The entire time Baldur’s Gate 3 was in early access, I was on the fence about getting it, telling myself I really should get back to Divinity Original Sin 2 or Pillars of Eternity before starting another CRPG that I will probably drop after 12 hours again. But the friend I played DOS2 with convinced me I needed to get this one. So I fired up the single player campaign and it’s great. It has one of the smoothest tutorials I’ve seen for such a complex game. The game is built for the player to get lost for hundreds of hours if they want to with a very generous amount of stuff to do.

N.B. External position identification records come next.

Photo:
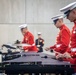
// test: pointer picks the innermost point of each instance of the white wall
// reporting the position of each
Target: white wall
(36, 13)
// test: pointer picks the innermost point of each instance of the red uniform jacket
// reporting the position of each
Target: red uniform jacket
(72, 49)
(63, 40)
(29, 39)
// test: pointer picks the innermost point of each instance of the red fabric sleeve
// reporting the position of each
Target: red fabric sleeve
(65, 39)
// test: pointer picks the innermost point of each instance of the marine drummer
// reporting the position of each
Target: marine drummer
(28, 39)
(63, 38)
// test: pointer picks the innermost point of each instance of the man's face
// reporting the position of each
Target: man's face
(24, 31)
(57, 24)
(72, 15)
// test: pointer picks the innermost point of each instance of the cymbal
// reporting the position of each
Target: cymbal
(22, 45)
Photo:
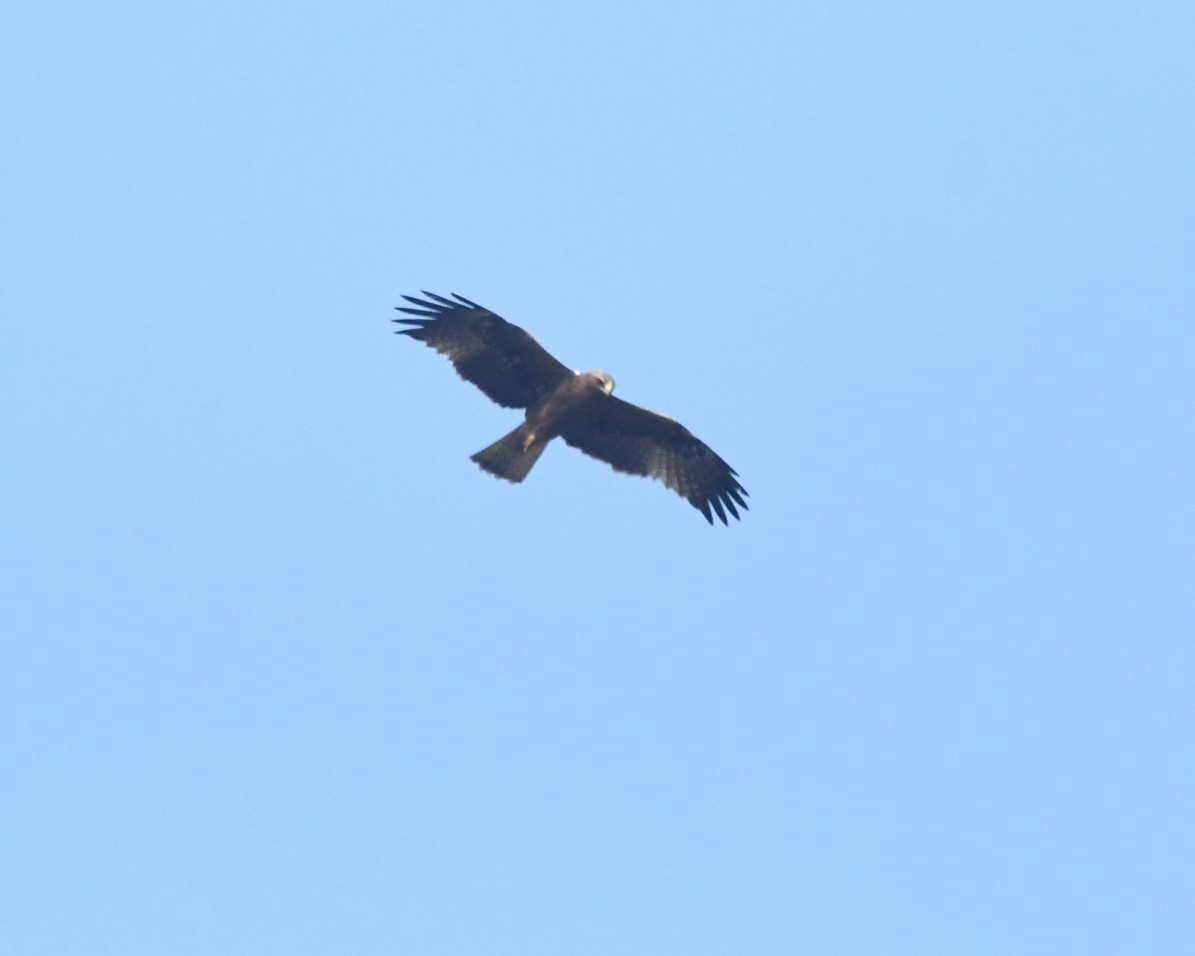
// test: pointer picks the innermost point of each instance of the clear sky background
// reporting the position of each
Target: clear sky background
(285, 673)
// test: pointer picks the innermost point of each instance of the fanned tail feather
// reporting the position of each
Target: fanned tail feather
(513, 455)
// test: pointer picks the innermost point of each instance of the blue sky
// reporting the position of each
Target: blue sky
(286, 673)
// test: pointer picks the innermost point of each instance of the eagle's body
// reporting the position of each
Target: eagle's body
(516, 372)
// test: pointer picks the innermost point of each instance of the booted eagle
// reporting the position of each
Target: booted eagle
(516, 372)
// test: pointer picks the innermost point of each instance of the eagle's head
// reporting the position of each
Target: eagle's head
(604, 380)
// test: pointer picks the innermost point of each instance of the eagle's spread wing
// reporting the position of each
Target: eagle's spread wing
(638, 441)
(498, 357)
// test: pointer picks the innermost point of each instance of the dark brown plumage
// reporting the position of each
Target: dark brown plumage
(516, 372)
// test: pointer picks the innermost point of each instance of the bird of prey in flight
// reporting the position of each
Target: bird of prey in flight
(516, 372)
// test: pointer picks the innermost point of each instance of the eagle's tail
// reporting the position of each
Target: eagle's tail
(513, 455)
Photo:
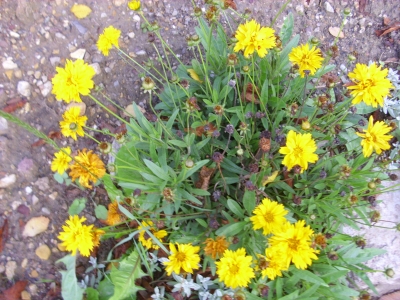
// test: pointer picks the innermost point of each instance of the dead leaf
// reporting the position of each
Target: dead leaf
(80, 10)
(3, 234)
(35, 226)
(335, 31)
(14, 292)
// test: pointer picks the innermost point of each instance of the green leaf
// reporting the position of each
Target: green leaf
(69, 283)
(235, 208)
(92, 294)
(231, 229)
(77, 206)
(125, 276)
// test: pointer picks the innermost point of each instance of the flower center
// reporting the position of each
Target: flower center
(181, 257)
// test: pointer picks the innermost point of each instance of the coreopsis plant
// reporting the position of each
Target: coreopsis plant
(236, 178)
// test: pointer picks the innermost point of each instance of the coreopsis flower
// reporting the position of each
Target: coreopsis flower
(252, 37)
(134, 4)
(77, 236)
(114, 216)
(108, 38)
(299, 150)
(87, 167)
(183, 258)
(306, 59)
(294, 240)
(273, 263)
(371, 84)
(60, 162)
(72, 81)
(269, 215)
(216, 247)
(375, 137)
(72, 123)
(145, 239)
(234, 268)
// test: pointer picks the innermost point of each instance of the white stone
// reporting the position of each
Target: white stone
(96, 68)
(78, 54)
(46, 88)
(7, 181)
(24, 88)
(9, 65)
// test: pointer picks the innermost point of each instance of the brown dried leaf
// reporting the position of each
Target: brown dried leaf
(3, 234)
(14, 292)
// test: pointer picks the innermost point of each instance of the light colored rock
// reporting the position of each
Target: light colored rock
(24, 88)
(36, 226)
(96, 67)
(78, 54)
(328, 7)
(7, 180)
(10, 269)
(81, 105)
(3, 126)
(335, 31)
(9, 65)
(46, 88)
(43, 252)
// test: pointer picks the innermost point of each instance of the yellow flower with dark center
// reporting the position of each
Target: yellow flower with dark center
(273, 263)
(87, 167)
(61, 160)
(107, 39)
(252, 37)
(73, 81)
(295, 241)
(183, 258)
(306, 58)
(146, 240)
(134, 4)
(114, 216)
(97, 233)
(216, 247)
(369, 84)
(299, 150)
(375, 137)
(77, 236)
(234, 268)
(72, 123)
(269, 215)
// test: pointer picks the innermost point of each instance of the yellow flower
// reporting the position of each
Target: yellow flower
(75, 79)
(107, 39)
(234, 268)
(270, 215)
(375, 137)
(61, 160)
(134, 4)
(87, 167)
(183, 258)
(299, 150)
(370, 84)
(97, 233)
(252, 37)
(114, 216)
(295, 241)
(145, 239)
(215, 247)
(273, 263)
(72, 123)
(306, 58)
(76, 236)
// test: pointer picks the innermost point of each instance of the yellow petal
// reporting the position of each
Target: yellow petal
(269, 179)
(81, 11)
(194, 75)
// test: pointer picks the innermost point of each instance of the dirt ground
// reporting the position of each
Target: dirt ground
(37, 36)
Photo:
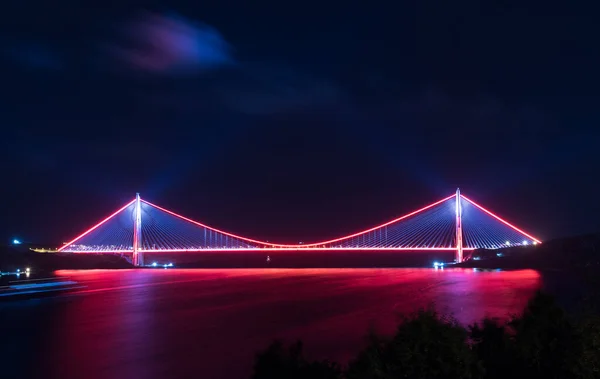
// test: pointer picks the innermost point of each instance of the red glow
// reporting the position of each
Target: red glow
(501, 220)
(96, 226)
(294, 248)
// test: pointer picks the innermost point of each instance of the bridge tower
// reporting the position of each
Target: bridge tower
(459, 247)
(138, 255)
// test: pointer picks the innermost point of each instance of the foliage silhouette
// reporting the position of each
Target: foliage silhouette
(543, 342)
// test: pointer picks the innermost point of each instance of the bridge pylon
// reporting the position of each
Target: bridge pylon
(138, 255)
(459, 242)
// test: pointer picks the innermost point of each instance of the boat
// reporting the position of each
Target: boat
(35, 288)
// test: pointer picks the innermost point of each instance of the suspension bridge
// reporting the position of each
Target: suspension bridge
(454, 223)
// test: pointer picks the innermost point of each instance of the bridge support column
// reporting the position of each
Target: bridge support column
(138, 255)
(459, 248)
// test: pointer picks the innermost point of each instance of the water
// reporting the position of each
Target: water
(210, 323)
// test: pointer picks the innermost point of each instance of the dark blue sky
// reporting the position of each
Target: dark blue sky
(298, 121)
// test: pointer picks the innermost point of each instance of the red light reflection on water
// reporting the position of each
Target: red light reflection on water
(209, 323)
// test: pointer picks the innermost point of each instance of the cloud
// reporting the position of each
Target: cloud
(162, 44)
(270, 89)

The game set kind of a bad first impression with me with the amount of gross-out stuff at the very beginning (the first choice you have is to pull a brain out of a skull or not), and it’s handled quite graphically. There was another point later on where the game made me kick a squirrel which was similarly way too graphic and kinda lost me. The tone of these games is a little all over the place, it certainly feels like it’s speaking to many different audiences. I’m enjoying the fantasy adventure elements and lighthearted relationships with characters a lot more than the mind-flaying parasites and devil stuff happening. (Maybe I just need to check out Planetscape Torment?) It’s certainly quite nice to have the characters feel like they have relationships among each other with the party chat. I think you could compare this writing to Bioware games and not be too far off, but it feels much more interesting than a Dragon Age game. I do consistently wish I could kick my own created player out of the party because compared to your companions, they are kind of boring… even though I spent 2 hours in the character creator.

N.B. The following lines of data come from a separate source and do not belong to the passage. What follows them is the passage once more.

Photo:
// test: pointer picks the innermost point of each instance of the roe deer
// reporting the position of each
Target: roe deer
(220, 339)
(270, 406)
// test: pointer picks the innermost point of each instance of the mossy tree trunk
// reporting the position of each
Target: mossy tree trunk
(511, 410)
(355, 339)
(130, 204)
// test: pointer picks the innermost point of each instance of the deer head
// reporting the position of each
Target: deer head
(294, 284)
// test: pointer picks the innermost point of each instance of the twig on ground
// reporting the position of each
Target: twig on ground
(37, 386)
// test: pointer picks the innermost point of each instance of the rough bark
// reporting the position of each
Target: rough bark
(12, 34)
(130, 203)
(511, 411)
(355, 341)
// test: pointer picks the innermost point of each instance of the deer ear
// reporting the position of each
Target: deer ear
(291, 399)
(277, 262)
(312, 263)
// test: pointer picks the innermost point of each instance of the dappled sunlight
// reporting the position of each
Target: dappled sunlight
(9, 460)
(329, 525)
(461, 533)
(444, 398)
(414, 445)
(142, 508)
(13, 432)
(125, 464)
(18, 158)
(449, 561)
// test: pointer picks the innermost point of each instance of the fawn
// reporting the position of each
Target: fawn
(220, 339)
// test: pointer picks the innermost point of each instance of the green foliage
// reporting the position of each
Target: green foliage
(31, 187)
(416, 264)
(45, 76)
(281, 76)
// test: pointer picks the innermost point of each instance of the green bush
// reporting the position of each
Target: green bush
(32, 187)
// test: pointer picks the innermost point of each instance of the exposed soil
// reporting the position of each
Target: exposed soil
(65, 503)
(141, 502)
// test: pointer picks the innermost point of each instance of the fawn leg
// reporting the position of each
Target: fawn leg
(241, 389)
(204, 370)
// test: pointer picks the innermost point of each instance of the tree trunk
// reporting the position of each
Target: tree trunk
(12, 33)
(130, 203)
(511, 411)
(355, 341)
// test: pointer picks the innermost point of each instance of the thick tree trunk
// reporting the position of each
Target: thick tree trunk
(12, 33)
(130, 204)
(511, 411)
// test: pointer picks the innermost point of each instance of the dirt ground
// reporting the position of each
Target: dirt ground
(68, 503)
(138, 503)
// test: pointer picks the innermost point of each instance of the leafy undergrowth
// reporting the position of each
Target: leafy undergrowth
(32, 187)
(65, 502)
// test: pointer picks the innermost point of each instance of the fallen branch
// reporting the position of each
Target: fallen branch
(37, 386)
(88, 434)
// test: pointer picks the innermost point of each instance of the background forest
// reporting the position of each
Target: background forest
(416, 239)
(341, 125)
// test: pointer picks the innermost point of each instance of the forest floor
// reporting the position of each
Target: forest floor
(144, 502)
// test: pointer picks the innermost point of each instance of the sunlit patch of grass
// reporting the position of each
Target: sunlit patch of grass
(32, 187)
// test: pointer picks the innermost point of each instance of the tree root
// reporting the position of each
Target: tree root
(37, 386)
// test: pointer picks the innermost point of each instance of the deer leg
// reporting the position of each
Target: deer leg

I’m playing on Balanced mode and have I found myself tempted to save-scum, even despite telling myself I want to live with the consequences of what I’m doing. The battles are kind of long and punishing, so there’s a pragmatic reason for wanting to avoid or win them the first time. The turn based tactics are pretty good so far, though the creator Larian Studios does seem to pull out a lot of the same tricks from Divinity Original Sin, hiding barrels full of oil everywhere and rocks dangling from a rope above the battelfield. But I’m cool with it.

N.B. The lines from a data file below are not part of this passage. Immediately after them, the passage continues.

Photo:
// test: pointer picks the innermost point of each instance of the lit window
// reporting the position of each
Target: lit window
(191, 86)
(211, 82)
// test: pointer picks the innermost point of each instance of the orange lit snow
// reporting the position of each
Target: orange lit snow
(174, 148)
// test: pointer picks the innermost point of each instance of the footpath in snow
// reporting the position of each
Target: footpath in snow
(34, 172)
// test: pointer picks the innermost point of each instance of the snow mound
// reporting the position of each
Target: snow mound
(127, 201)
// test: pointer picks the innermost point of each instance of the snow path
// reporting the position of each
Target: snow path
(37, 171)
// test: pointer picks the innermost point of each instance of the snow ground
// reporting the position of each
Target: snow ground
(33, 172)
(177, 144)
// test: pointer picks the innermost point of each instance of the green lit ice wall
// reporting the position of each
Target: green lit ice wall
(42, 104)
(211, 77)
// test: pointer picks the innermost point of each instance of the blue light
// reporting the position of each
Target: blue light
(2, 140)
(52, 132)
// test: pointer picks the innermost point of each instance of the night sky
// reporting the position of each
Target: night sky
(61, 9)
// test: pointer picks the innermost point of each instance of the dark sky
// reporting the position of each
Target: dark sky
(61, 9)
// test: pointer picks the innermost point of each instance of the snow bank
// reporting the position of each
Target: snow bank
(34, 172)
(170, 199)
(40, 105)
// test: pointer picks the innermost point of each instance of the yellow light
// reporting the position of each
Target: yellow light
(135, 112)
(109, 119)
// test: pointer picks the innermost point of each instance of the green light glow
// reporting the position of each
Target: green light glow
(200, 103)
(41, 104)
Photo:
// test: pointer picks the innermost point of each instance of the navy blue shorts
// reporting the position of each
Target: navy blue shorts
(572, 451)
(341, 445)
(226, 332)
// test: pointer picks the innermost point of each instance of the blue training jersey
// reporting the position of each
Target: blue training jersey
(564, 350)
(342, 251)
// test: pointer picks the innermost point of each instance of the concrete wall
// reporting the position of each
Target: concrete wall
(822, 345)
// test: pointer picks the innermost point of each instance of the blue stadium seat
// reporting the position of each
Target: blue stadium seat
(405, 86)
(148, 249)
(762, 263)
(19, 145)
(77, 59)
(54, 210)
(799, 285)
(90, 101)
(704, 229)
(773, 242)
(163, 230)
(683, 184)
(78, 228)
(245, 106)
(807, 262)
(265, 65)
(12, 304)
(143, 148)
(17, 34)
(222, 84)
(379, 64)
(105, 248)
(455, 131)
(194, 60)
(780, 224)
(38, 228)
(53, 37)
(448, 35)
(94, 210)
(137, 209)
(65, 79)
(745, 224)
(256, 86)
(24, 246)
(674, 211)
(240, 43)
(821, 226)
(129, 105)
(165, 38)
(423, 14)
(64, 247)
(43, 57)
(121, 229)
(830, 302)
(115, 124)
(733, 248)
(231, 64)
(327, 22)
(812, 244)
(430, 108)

Maybe this is my own inexperience with the genre talking… but everything feels similar to DOS2. I don’t know how much of that game was based on the original Baldur’s gate, but it’s very samey. Aside from a few different races, classes, and lore stuff, I wouldn’t be able to tell the difference between the games. After the tutorial area and then getting washed up on the beach of similar-looking environment only to have similar feeling battle systems, exploration, inventory system, and quest structures. It’s not broken I guess they don’t need to fix it, but I don’t think this game has a real identity on its own for me yet. Maybe that will change when I get to Baldur’s Gate.
On a side note, in some ways this game solidifies my gripes with Tears of the Kingdom. While there are tons of NPCs and side quests and one conversation can lead to 3 things getting added to your mini-map, I don’t feel as sidetracked in this game. I can do a lot of the side questing on the way to the next objective, sometimes multiple quest lines come together, and there’s no collecting things just for the sake of it (unless I get deep into the game’s crafting mechanics I guess).
The game also makes my PC chug like crazy. I need to upgrade it, because while I can deal with the occasional aliased/bad looking textures, the game had trouble loading the overworld at times and shows characters t-posing and sometimes things like walking animations glitch out. Part of my issue could be that i’m playing it off of a mechanical hard drive because the file size is a whopping 120+ gb . Also it sucks that even after early access there’s a giant “v.4.1.1.3622274” on screen at all times. Why? This and Michaelsoft Flight Sim 2020 are the only games that have really pushed my PC to its limits and I can feel it.
Overall I like this game a lot more than I expected to, and it’s been a very pleasant surprise for me this weekend. I will easily pass the 12-15 hours I usually put into game in this genre.